Come on SiloOn Season 2’s premiere date of November 15, it debuted with a perfect 100% score from critics on Rotten Tomatoes, a nice improvement over Season 1’s score of 88%. That currently gives the show an average critic score of 94% – almost perfect, in other words, and much closer to an appropriate score for the show than the utterly insane audience score of 66%. Seriously, I think some of the Game of Thrones Fans must have walked there Silo or something like that, where you expect big explosions or action-packed scenes. What it offers is thoughtful, slow-paced science fiction, and it’s one of my favorite TV shows right now.
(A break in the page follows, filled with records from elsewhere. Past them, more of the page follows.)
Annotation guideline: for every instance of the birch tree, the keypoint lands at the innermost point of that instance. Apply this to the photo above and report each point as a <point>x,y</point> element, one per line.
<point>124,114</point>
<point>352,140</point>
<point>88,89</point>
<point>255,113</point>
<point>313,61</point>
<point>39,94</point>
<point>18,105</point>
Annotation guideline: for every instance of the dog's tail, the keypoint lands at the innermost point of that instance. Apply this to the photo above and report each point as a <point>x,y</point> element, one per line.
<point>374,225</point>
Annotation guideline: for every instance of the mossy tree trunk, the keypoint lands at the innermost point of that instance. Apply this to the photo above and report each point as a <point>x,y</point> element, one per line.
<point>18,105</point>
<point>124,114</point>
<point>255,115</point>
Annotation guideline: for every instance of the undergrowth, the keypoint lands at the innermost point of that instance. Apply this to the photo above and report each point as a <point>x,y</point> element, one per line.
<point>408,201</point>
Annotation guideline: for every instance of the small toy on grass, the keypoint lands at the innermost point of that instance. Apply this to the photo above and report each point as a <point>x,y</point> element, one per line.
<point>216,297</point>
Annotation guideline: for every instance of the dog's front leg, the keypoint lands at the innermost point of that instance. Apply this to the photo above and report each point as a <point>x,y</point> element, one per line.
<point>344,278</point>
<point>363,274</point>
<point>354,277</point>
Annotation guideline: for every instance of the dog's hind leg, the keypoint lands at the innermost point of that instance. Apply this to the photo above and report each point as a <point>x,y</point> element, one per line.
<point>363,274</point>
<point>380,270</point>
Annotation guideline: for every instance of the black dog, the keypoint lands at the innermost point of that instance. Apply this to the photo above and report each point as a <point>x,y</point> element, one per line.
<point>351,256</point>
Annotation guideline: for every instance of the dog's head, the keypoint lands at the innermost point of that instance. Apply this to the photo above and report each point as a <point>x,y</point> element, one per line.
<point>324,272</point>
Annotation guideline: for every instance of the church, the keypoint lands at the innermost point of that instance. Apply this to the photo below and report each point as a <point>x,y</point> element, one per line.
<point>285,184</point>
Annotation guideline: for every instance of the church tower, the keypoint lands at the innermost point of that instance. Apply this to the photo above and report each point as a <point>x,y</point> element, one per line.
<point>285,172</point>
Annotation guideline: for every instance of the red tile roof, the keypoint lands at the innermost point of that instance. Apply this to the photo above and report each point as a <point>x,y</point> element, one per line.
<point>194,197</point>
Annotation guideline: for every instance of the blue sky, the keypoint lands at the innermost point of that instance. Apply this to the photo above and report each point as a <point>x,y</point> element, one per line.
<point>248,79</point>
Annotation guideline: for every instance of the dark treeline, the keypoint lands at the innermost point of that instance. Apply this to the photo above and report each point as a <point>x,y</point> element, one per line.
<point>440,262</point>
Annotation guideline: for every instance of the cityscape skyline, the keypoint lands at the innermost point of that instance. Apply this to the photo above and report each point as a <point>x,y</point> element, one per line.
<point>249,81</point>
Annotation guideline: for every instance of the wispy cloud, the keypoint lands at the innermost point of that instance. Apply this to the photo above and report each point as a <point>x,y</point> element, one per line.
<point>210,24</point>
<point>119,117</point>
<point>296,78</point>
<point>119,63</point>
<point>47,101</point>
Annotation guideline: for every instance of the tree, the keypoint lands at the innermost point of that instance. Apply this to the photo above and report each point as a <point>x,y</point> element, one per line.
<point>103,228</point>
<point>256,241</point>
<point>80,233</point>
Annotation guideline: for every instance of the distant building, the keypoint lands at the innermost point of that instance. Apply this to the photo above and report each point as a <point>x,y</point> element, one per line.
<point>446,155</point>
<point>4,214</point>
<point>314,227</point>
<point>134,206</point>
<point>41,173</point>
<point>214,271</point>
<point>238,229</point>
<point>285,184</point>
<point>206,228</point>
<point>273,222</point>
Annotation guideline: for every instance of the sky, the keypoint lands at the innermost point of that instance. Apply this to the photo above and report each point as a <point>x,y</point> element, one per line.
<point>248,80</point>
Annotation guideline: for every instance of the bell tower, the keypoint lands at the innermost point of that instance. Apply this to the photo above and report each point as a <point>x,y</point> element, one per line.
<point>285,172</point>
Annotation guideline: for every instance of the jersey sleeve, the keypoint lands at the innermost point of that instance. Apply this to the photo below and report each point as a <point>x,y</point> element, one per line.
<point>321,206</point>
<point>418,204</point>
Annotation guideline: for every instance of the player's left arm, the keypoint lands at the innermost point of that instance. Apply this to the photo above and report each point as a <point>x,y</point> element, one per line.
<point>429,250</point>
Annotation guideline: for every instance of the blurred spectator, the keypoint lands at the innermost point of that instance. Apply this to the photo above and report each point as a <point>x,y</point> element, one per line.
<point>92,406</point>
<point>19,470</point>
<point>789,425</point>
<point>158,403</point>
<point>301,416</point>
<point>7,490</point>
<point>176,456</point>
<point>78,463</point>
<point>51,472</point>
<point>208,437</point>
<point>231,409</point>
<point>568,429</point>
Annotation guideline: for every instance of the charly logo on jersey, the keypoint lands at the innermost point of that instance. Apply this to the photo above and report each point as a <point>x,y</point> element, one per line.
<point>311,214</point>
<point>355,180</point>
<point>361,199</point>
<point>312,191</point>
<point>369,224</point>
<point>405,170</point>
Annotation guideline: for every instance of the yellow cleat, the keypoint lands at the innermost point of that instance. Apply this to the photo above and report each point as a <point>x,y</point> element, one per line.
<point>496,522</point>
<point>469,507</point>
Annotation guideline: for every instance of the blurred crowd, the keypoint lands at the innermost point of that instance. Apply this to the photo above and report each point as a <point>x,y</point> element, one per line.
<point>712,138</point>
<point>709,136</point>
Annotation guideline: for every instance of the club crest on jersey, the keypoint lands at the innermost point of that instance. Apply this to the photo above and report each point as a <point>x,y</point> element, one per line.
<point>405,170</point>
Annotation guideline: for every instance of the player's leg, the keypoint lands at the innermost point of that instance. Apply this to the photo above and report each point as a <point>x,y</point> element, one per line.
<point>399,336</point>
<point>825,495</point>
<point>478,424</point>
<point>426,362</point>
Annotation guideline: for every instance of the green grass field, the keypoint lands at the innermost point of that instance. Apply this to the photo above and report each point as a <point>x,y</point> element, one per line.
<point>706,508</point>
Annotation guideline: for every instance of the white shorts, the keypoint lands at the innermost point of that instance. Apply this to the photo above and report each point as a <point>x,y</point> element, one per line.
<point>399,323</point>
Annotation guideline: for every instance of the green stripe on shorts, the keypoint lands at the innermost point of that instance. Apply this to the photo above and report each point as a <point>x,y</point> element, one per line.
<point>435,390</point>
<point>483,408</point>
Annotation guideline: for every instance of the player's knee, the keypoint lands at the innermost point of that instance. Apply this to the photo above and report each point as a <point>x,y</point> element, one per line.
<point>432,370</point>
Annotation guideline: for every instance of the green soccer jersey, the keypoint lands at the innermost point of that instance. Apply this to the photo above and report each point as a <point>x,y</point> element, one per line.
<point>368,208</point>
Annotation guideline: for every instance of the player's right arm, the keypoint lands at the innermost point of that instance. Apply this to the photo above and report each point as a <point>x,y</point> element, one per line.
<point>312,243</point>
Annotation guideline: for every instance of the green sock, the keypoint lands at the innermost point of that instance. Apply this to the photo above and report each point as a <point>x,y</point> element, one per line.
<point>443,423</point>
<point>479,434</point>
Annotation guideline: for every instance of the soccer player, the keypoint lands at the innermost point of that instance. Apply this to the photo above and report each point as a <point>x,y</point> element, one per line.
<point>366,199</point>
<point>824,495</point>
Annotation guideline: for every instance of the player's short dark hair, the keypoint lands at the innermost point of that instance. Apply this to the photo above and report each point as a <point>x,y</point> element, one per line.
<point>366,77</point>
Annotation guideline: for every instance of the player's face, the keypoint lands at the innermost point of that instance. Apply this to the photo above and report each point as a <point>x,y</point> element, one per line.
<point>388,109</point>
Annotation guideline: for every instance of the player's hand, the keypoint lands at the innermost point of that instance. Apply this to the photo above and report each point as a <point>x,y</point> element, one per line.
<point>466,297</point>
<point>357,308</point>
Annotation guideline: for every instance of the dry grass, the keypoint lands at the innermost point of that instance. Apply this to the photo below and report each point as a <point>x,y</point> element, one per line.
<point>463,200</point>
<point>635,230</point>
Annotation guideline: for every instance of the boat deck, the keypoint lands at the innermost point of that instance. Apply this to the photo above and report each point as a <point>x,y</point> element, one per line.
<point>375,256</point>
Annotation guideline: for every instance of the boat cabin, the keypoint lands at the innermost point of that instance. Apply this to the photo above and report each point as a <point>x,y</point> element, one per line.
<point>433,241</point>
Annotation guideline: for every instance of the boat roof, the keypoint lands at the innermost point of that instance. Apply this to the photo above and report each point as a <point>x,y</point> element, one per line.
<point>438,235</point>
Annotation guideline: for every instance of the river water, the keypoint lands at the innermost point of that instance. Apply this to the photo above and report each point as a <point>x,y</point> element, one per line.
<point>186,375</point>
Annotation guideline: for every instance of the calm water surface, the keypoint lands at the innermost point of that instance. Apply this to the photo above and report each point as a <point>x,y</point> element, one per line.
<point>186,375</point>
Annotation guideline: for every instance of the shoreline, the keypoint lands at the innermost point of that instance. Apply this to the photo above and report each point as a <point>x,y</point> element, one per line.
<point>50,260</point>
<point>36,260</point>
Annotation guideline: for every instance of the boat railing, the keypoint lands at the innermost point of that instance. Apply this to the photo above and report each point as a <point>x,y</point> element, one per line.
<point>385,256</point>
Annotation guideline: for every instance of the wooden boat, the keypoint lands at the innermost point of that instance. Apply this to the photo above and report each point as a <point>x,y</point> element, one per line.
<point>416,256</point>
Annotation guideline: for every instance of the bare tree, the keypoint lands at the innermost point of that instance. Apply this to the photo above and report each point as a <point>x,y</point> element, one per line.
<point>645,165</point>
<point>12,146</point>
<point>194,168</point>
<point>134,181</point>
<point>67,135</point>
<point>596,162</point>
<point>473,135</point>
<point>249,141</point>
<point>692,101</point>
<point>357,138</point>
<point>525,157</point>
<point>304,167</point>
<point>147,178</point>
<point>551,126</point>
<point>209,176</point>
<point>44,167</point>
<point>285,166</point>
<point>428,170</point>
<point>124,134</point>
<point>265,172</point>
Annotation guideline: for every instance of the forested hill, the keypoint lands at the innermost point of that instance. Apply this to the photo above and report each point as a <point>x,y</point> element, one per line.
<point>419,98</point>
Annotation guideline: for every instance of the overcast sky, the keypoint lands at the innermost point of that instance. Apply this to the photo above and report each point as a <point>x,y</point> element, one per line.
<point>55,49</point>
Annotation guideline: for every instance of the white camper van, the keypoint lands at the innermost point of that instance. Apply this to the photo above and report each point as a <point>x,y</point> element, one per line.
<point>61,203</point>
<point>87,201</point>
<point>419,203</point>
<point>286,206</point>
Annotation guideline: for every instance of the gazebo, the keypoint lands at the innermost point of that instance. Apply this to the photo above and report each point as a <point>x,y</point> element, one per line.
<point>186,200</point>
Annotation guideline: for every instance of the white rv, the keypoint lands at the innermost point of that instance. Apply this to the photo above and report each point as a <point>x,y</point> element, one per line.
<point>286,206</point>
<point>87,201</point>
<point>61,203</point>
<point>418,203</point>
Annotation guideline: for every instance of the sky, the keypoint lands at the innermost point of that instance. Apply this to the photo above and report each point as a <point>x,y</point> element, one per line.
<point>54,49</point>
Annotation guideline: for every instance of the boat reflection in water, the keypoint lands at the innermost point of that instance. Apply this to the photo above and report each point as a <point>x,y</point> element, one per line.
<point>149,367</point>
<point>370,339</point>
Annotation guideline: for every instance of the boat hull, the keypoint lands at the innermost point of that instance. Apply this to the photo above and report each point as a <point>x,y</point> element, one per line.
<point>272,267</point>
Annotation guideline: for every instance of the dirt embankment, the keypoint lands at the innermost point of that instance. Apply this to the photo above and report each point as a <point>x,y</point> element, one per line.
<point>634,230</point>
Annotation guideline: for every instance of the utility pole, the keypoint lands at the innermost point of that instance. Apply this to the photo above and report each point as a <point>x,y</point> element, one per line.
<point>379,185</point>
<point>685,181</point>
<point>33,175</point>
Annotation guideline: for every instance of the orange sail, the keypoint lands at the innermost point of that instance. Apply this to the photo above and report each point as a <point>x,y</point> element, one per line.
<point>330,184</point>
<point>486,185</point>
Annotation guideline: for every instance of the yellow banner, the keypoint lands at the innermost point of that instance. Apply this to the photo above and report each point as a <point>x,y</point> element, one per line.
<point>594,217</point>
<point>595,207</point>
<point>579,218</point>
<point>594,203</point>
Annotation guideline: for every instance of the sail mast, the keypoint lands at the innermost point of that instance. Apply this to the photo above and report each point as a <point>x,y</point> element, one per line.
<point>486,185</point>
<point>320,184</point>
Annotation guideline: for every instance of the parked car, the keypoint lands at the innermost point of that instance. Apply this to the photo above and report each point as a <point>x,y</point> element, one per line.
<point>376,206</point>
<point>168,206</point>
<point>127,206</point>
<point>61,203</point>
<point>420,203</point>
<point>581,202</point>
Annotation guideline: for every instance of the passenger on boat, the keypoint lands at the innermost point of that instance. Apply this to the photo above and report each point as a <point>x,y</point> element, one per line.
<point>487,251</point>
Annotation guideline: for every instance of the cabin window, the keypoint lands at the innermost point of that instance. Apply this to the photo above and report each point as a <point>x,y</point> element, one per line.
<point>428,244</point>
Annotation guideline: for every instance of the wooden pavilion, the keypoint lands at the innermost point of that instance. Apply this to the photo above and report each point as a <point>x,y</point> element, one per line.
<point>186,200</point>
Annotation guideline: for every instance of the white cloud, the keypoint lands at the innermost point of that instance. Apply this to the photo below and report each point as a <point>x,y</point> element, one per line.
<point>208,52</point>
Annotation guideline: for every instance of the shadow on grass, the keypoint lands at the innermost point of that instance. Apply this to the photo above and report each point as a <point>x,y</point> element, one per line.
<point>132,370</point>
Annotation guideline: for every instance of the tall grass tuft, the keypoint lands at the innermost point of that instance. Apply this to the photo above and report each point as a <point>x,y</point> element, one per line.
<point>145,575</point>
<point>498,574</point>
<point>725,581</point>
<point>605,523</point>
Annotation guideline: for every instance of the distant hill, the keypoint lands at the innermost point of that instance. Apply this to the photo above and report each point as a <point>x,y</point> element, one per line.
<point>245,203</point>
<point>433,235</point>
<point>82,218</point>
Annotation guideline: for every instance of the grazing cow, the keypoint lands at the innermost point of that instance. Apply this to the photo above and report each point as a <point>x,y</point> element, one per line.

That’s thanks in large part to Rebecca Ferguson’s Juliette, an engineer by training who is essentially an extension of the audience. The questions she asks about the silo in which the last of humanity lives as a result of the Apocalypse-scarred wasteland above ground – they are the same questions we would ask if we were in her shoes. She is also sharp, brilliant and resourceful, and believes that anything broken should at least be studied before being thrown away. And so is the situation that has relegated humanity to its desolate silo.

The show is based on Hugh Howey’s New York Times best-selling novel series, and the last we saw in season 1 was Juliette being thrown out of the silo for a “clean up.” It was essentially a death sentence, as we watched others go outside and wipe out the silo’s viewing windows before collapsing and presumably dying. However, Juliette doesn’t just not die. She’s stunned to see what appear to be other silos within walking distance around her, which immediately suggests all kinds of other possibilities about the show’s story (what else was there that we thought we knew would be wrong?)

I’ve started watching press screeners for Apple’s Season 2, and let me just say that the world of Silo is about to get a lot bigger very quickly. For example, Juliette makes her way to another silo, one that appears completely abandoned even though it looks exactly like the one she came from. There is a total of one man with a crazy look in his eye who hides behind a protective door, and he threatens to kill Juliette if she tries to open it. Long story short, I can already tell that the ending of season 2 will give me exactly the same reaction Silo Season 1 did – that it will end, and I will be racing to get my hands on more of Howey’s books, desperate to find out what happens next.